A thick-set bird covered in subtle shades of brown and grey surprises all by popping off with his golden-orange undertail.

Meet the Chestnut-breasted mannikin

The chestnut-breasted mannikin (Lonchura castaneothorax), also known as the chestnut-breasted munia or bully bird. A small brown-backed bird with a black face, heavy bill, and greyish crown and nape. The crown is grey, the breast is chestnut, divided from white underparts by a black bar. The rump and tail are a shade of golden orange, with a black undertail.

Females are pale when compared to the male, while males are uniformly olive-brown above, pale below with a brown-buff and no black face or chest bar.
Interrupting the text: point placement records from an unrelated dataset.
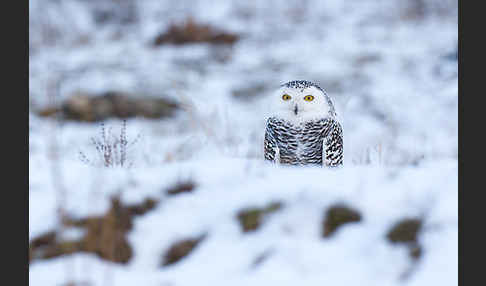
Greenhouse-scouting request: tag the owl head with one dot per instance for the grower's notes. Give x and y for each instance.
(300, 101)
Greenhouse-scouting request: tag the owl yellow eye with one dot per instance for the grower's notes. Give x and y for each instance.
(308, 98)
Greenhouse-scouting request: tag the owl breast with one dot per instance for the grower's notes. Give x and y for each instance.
(299, 144)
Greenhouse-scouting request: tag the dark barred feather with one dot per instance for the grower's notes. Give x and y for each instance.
(303, 144)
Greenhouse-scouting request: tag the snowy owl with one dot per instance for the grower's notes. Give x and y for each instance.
(303, 128)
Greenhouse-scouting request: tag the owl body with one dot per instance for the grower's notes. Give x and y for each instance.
(304, 132)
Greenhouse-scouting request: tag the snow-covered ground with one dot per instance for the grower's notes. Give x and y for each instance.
(393, 78)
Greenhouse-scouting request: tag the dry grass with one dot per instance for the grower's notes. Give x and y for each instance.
(112, 150)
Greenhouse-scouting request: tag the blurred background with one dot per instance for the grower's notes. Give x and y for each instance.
(146, 124)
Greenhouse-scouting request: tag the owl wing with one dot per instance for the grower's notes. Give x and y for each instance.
(271, 151)
(332, 153)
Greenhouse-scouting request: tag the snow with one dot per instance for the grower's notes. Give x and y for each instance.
(395, 94)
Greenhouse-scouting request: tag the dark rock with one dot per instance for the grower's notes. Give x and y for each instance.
(191, 32)
(405, 231)
(180, 250)
(251, 218)
(92, 107)
(182, 187)
(104, 235)
(336, 216)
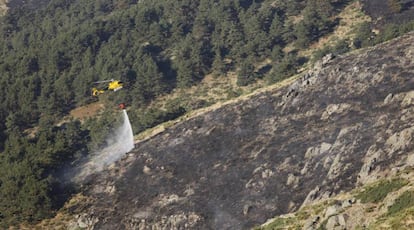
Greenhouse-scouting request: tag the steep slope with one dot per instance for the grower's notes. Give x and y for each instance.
(347, 122)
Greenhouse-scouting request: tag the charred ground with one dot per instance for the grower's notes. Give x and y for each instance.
(344, 123)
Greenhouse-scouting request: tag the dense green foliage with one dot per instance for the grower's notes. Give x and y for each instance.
(51, 57)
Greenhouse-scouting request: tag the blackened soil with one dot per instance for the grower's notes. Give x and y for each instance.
(237, 166)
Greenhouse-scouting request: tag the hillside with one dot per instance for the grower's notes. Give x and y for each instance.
(182, 63)
(346, 123)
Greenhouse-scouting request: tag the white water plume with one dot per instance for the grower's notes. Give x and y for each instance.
(118, 142)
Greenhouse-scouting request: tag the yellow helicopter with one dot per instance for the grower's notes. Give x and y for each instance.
(113, 85)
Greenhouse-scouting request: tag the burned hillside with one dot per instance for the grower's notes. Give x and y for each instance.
(348, 121)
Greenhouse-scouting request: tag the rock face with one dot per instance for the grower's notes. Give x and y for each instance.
(346, 122)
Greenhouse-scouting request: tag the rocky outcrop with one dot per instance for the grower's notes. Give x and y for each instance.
(343, 124)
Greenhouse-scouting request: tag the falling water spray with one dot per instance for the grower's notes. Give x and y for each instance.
(118, 142)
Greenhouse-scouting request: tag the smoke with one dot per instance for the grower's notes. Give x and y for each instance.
(118, 142)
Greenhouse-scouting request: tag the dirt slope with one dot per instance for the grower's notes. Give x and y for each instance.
(346, 123)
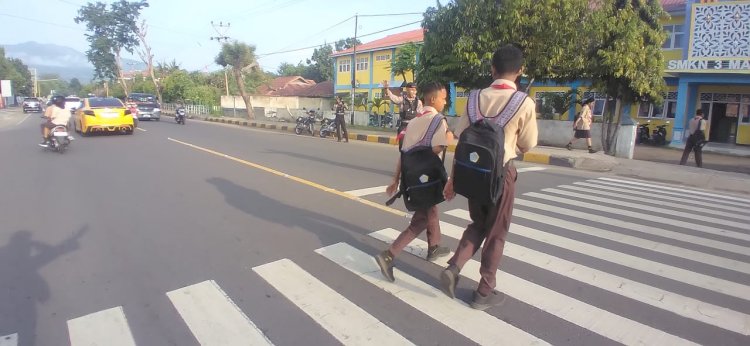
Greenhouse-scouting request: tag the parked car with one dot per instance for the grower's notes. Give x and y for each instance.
(103, 114)
(32, 104)
(148, 107)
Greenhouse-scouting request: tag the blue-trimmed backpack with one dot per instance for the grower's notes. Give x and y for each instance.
(423, 174)
(480, 152)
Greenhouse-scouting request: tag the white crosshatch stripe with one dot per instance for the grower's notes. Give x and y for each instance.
(106, 327)
(717, 261)
(695, 211)
(213, 318)
(681, 189)
(347, 322)
(678, 304)
(653, 218)
(646, 229)
(602, 322)
(667, 271)
(478, 326)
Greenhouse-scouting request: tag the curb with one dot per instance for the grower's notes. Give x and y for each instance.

This species is found in and is endemic to Australia, New Caledonia, Indonesia, and Papua New Guinea.

Though, it has been introduced to Fench Polynesia and France.

The Chestnut-breasted mannikin is a bird who likes to frequent reed beds and rank grasses bordering rivers, swamps, grassy country, and mangroves. It also likes cane fields and cereal crops. In dry

A seed lover these birds like barley seed, and millet, and have been seen dining on wild sugar cane in Papua New Guinea.

During the breeding season, these birds nest in colonies, fairly close to each in grass clumps, about 2 m from the ground. A round nest is made from green, and or dried grass blades, lined with finer grass. The nest is built by both the male and female, who both go on to incubate the eggs and feed the young.

Due to this bird’s large range, this species does not approach the thresholds for Vulnerable under the IUCN size criterion.